Investment banks on the fringes of the transition management business may soon start to withdraw, analysts at the Tabb Group told theTRADEnews.com.
In its latest report on transition management, ‘The Optimal Transition: Mitigating Risk and Minimising Market Impact,’ the research and consulting firm said it expected number of transition managers who actively pursue transition mandates to drop over the next two years, and that this would happen particularly among investment banks.
Speaking to theTRADEnews.com, Tabb analyst Monica Schulz, author of the report, pointed out that the transmission management business is made up of large, well-established players and those on the fringes. “My understanding is that the firms who are currently on the fringes are in the process of considering bowing out,” she says.
Adam Sussman, director of research at Tabb Group, adds, “The reason we see less competition among the transition managers is that it takes so much effort, so much focus and so many resources to have a proper transition management business that you are either committed to it or you get out. Some players were trying to take their
portfolio-trading capabilities and spin them as a transition management product, and that has failed.”
Nevertheless, the analysts do not believe that any departures will have a big effect on the costs of transition management, simply because much of the market share is concentrated in a small number of large players. “I don’t know that that is necessarily going to have a major impact on bids or rates.”

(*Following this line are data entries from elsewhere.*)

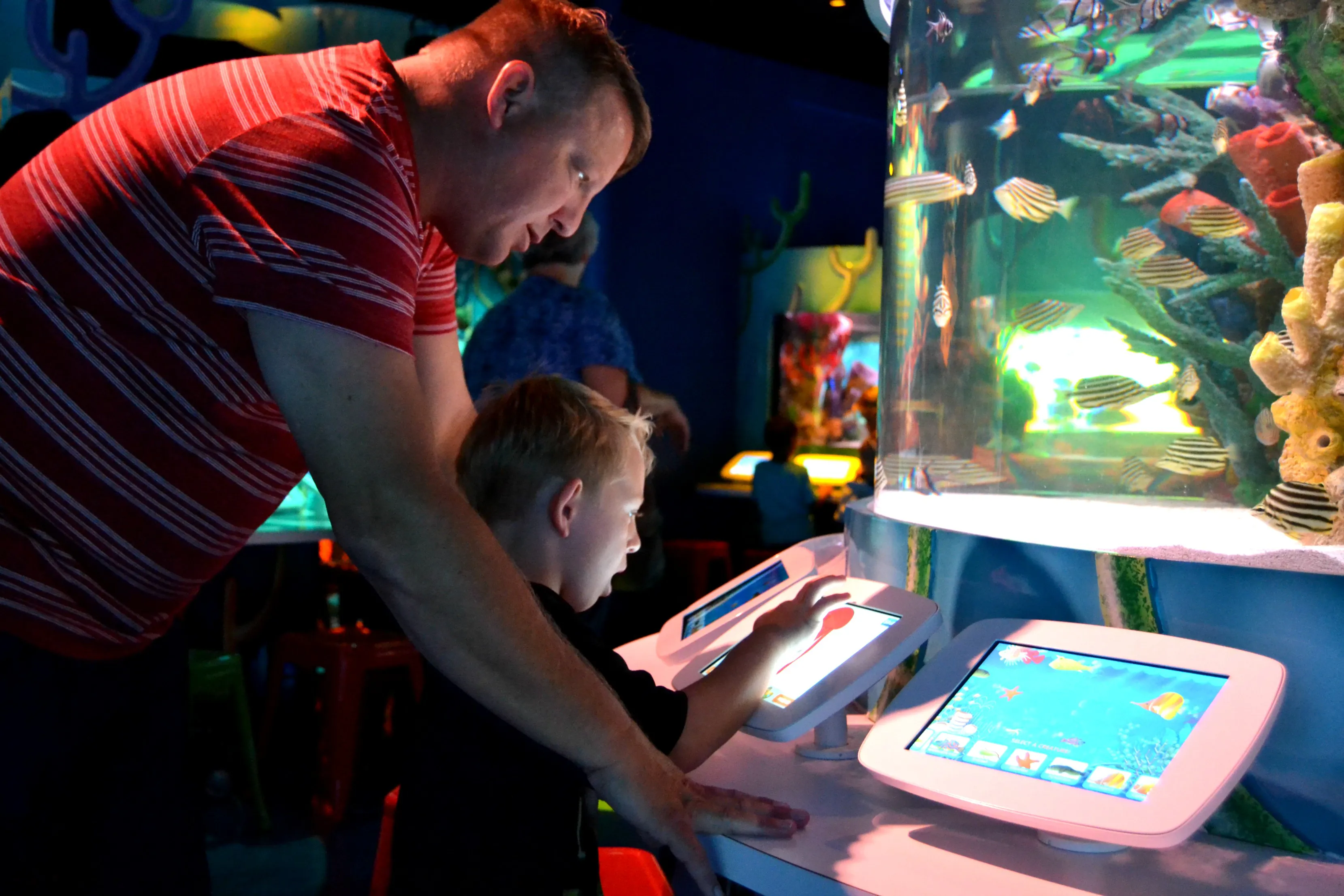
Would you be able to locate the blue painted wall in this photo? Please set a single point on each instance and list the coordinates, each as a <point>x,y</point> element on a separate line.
<point>729,133</point>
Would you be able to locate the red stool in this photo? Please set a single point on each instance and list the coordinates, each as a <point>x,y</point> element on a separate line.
<point>347,657</point>
<point>697,557</point>
<point>623,871</point>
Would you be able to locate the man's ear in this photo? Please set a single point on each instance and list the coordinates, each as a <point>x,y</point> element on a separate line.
<point>514,88</point>
<point>565,507</point>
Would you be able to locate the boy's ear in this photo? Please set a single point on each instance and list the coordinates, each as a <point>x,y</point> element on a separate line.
<point>565,507</point>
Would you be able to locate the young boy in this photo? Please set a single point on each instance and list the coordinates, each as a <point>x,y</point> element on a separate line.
<point>781,488</point>
<point>558,475</point>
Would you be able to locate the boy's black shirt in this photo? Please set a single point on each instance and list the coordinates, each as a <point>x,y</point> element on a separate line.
<point>486,809</point>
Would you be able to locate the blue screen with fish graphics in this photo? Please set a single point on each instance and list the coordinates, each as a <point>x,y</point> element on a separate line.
<point>1073,719</point>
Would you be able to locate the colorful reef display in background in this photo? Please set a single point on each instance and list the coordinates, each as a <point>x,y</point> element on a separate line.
<point>1117,269</point>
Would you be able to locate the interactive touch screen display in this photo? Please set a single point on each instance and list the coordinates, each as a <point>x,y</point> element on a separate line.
<point>734,598</point>
<point>1073,719</point>
<point>845,632</point>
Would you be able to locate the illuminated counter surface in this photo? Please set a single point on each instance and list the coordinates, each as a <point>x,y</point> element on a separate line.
<point>866,837</point>
<point>1190,532</point>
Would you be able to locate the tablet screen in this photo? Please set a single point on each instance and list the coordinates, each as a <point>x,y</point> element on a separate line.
<point>734,598</point>
<point>845,632</point>
<point>1072,719</point>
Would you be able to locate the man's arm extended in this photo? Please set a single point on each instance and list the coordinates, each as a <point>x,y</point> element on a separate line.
<point>359,414</point>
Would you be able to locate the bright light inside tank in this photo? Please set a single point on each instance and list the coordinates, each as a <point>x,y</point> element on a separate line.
<point>1056,359</point>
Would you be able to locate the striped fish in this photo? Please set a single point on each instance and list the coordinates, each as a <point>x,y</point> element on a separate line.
<point>1221,136</point>
<point>1136,476</point>
<point>1187,385</point>
<point>1217,222</point>
<point>941,307</point>
<point>1171,272</point>
<point>1028,201</point>
<point>1139,243</point>
<point>929,187</point>
<point>1194,456</point>
<point>1046,314</point>
<point>1297,507</point>
<point>1109,391</point>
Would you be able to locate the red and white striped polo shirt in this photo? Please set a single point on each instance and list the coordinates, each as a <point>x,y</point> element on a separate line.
<point>139,446</point>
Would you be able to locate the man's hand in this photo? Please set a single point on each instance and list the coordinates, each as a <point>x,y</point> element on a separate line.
<point>662,802</point>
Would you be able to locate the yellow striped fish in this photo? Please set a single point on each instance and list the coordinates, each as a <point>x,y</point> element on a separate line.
<point>1109,391</point>
<point>1217,222</point>
<point>1221,135</point>
<point>1027,201</point>
<point>1139,243</point>
<point>1046,314</point>
<point>929,187</point>
<point>1187,385</point>
<point>1171,272</point>
<point>1297,507</point>
<point>1135,475</point>
<point>1194,456</point>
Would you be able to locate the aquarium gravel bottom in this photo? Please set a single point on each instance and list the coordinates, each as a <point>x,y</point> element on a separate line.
<point>1191,532</point>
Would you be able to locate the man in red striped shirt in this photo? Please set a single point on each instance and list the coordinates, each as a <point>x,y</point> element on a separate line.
<point>220,281</point>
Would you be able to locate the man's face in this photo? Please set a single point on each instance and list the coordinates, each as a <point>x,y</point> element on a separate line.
<point>603,532</point>
<point>540,175</point>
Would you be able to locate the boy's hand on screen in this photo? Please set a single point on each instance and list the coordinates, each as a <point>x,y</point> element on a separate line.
<point>800,619</point>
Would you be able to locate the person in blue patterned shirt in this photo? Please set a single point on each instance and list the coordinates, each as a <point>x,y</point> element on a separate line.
<point>553,326</point>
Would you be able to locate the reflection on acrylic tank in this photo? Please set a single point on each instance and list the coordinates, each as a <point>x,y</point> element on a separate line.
<point>1077,721</point>
<point>1103,281</point>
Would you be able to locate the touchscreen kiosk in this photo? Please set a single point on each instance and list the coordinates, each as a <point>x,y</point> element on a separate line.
<point>859,642</point>
<point>1099,738</point>
<point>717,613</point>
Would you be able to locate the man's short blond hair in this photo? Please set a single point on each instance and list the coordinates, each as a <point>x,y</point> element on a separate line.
<point>541,430</point>
<point>567,46</point>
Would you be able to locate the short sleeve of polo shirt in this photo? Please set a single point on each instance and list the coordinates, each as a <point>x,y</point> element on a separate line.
<point>311,217</point>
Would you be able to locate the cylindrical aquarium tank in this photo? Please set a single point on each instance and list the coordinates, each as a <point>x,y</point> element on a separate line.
<point>1112,234</point>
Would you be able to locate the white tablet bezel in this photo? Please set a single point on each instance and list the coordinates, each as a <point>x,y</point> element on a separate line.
<point>821,555</point>
<point>920,619</point>
<point>1210,764</point>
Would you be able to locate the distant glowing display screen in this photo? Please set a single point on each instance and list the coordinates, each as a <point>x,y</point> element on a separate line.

Nor should a smaller pool of transition managers affect asset managers’ desire to use them. Schulz points out that one of the biggest drivers for using transition managers is the increasingly international and multi-asset-class make-up of asset managers’ portfolios, making transitions too complex for most to handle in-house.
“There are very few asset managers that are going to have any kind of incentive to build a trading platform that can handle such a wide variety of products and geographies,” says Sussman. “They are going to continue to rely on the transition managers.”